Unter den ca. 200 großformatigen Graphiken der Sammlung A. Haupt wird eine Reihe prächtiger Kupferstiche aufbewahrt, auf denen imposante Gewölbe- und Wandfresken berühmter italienischer und französischer Paläste festgehalten sind. Unter ihnen findet sich ein von fünf Platten gedrucktes Werk, das Charles Le Bruns (1619–1690) Komposition Der Sonnenpalast zeigt, die von Gerard Audran (1640–1703) gestochen wurde:

Apoll thront vor seinem Palast. Umgeben von den Jahreszeiten, Monaten und Stunden, die von der sich in den Schwanz beißenden Schlange im Jahreskreis verbunden werden, empfängt er das lichtdurchflutete Wappen des französischen Königs. Die Götter des Olymp sind anwesend, Mars und Jupiter krönen das Wappen, Saturn stützt es mit seinem Körper und Aurora dient als Vermittlerin zum Gott des Lichts.

Doch was sich hier als die Glorifizierung des französischen Königs Ludwig XIV. darstellt und sich in dessen im Übermaß zelebrierte Herrschaftsinszenierung als Sonnenkönig einzufügen scheint, war ursprünglich einem anderen zugedacht. Nicolas Fouquet (1615–1680), Surintendant des Finances und einer der mächtigsten Männer im absolutistischen Frankreich vor Herrschaftsantritt Ludwig XIV. beauftragte Charles Le Brun mit der Ausstattung seines Schlosses Vaux-le Vicomte. Für die Ausmalung der gigantischen Kuppel des zentralen Raums, des Grand Salon Ovale, entwarf Le Brun den Sonnenpalast. Erhaltene Zeichnungen im Louvre und zeitgenössischen Beschreibungen der Ikonographie geben Auskunft über die ursprüngliche Konzeption mit dem Eichhörnchen- Wappen Fouquets im Zentrum. Doch das Projekt, das eines der beeindruckendsten Deckenfresken des französischen Barocks hätte werden sollen, wurde nie in Malerei ausgeführt. Bereits kurz nach Übernahme der Regierungsgewalt Ludwigs XIV. im Jahr 1661 wurde Fouquet abgesetzt und verhaftet, die Arbeiten im Schloss kamen zum Erliegen, und die Künstler wurden vom König nach Versailles berufen.

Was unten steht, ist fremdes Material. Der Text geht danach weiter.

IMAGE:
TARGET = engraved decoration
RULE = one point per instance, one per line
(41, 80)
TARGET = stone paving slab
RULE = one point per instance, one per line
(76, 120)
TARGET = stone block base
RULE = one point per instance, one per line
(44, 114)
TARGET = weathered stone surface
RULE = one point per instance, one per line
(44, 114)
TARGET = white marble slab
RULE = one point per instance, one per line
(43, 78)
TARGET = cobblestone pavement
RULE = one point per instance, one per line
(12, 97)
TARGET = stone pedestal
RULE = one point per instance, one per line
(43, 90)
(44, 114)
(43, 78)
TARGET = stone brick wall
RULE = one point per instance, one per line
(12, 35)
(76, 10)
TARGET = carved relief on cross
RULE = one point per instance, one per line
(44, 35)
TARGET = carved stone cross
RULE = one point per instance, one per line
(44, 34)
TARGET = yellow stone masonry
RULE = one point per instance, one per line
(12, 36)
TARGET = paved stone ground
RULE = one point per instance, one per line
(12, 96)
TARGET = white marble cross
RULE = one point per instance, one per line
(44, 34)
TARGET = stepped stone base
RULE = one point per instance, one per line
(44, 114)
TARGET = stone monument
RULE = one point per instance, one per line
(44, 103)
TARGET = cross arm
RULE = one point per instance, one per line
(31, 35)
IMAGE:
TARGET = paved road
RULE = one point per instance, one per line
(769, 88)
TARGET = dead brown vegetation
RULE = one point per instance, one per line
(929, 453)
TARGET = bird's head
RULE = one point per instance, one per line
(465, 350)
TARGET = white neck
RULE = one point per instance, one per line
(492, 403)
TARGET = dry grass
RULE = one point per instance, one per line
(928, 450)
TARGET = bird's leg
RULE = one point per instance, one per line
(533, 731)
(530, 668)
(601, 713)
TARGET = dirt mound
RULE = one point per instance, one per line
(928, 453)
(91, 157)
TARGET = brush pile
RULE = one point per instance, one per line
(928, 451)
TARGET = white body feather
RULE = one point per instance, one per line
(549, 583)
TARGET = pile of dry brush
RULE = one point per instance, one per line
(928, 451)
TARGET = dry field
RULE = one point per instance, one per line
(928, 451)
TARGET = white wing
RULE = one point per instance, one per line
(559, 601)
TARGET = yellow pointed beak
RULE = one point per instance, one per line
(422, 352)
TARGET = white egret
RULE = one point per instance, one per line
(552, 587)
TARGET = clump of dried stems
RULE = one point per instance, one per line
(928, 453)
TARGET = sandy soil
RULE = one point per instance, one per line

Auch wenn der Abbruch der Arbeiten nicht zu Charles Le Bruns Schaden war – seine erfolgreiche Karriere am Hof Ludwigs XIV. fand hier ihren Anfang – wollte er sein Werk offenbar nicht aufgeben und veranlasste die Ausführung im Kupferstich durch Gérard Audran. Mit einer Widmung und der Änderung des Wappens versehen, diente Le Brun sein Werk dem König wohl auch in der Hoffnung an, sie andernorts, etwa im Louvre, realisieren zu können.

Dazu kam es nicht. Eine digitale Rekonstruktion und Projektion auf Basis der Zeichnungen und der vorliegenden Druckgraphik allerdings ist für dieses Jahr am ursprünglich vorgesehenen Anbringungsort, der ovalen Kuppel in Vaux-le Vicomte, geplant.